I always end up writing something when a famous cricketer retires. I wrote on my blog when Shane Warne hung up his boots and I am doing just that today, right after Ganguly has announced his retirement. I don't know why I do this, but these guys send a non-stop message of inspiration in life to me. I am sure, I will write more when Sachin, VVS, Dravid and Kumble retire as well. If there was blogging in the 1980s' and 1990s, with such high-speed internet, I am pretty sure I would have made my blog an "inspiration blog" on some truly phenomenal sportsmen(not just cricketers).
Anyway, getting back to the moment - its the last month of international cricket for Dada. Gosh, that man is somebody I have just admired ever since I saw him play first in 1996! What a spirited fella! Ever ready to take on the system head on and be so confident than come what may, he is good enough to pound the best in the business. Australia, England, Pakistan, Sri Lanka - all the cricketing nations in the world, who did not fear him so much for his smashing hits as much as they did for his attitude. Very few Indian cricketers have been able to look at their international counterparts in the eye and let them know that they are not there for gardening or just facing chin music! Dada was different for me - he taught me aggression; incredible self-confidence; a deep passion for the game(that was so sadly abused by the powers-that-be). I don't know him personally, but I strongly feel that he only meant business and was not there in the game for just the adulation(he deserved it though!).

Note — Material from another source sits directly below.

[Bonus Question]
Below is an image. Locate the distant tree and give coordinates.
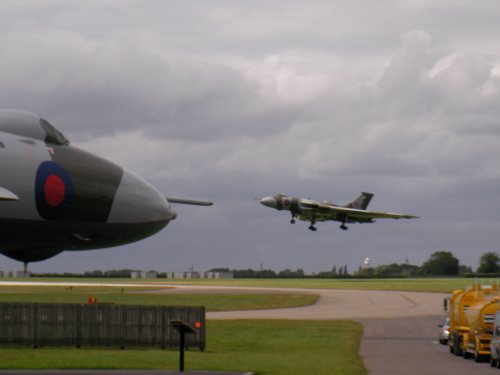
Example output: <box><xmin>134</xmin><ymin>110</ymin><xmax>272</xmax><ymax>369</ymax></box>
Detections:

And that super-arrogant, straight talking Greg Chappell, unfortunately had the powers; else, I am pretty sure, Dada would have ensure that Chappell never enters our country again. Alright, he may have been a great Aussie cricketer in his heyday; but remember, he was one of the meanest and cheapest players(figuratively), by devising the under-arm bowling option in an ODI against New Zealand. Dada never resorted to such trivial measures - he played the games by the rule, and played it hard(eye to eye with the opposition). Go home, Greg Chappell - we don't need you!
What about the inspiration Dada gave to newcomers? Half of the current talent in the best 16 in the country - Harbhajan, Yuvraj, etc etc, owe it to Dada's unrelenting encouragement for the youth/new players. I strongly feel that Dada's captaincy is a lesson in management - how to lead in the most adverse and severe conditions. Look at the balancing act he had to do i.e. get his career going when the selectors were out to nail him, let the opposition know that he was no pushover, and stand like a man of steel for rookies who had no clue about the pressures of international cricket. That sort of a balancing act, in a situation where Dada's head was always on the line, is not easy. And it comes to great leaders;people with gumption, courage of conviction and immense concentration and passion. Those are my biggest learnings from this great Bengali.
It is not a joke to score nearly 20,000 international runs in an era that had some of India's batting stalwarts - the Fab Four as people call them. And to be counted amongst that elite and inordinately superior crowd is a special thing in itself. Hats off to you, Saurav! You taught Indian sportsman (across genres) and people like me at the start of their professional careers, what it means to win. And win, against all odds!
Wish you a very, very, very happy retired life, Dada! If ever I see you as a commentator, I'd be glued in to listen to the brain behind that aggressive attitude. All the best!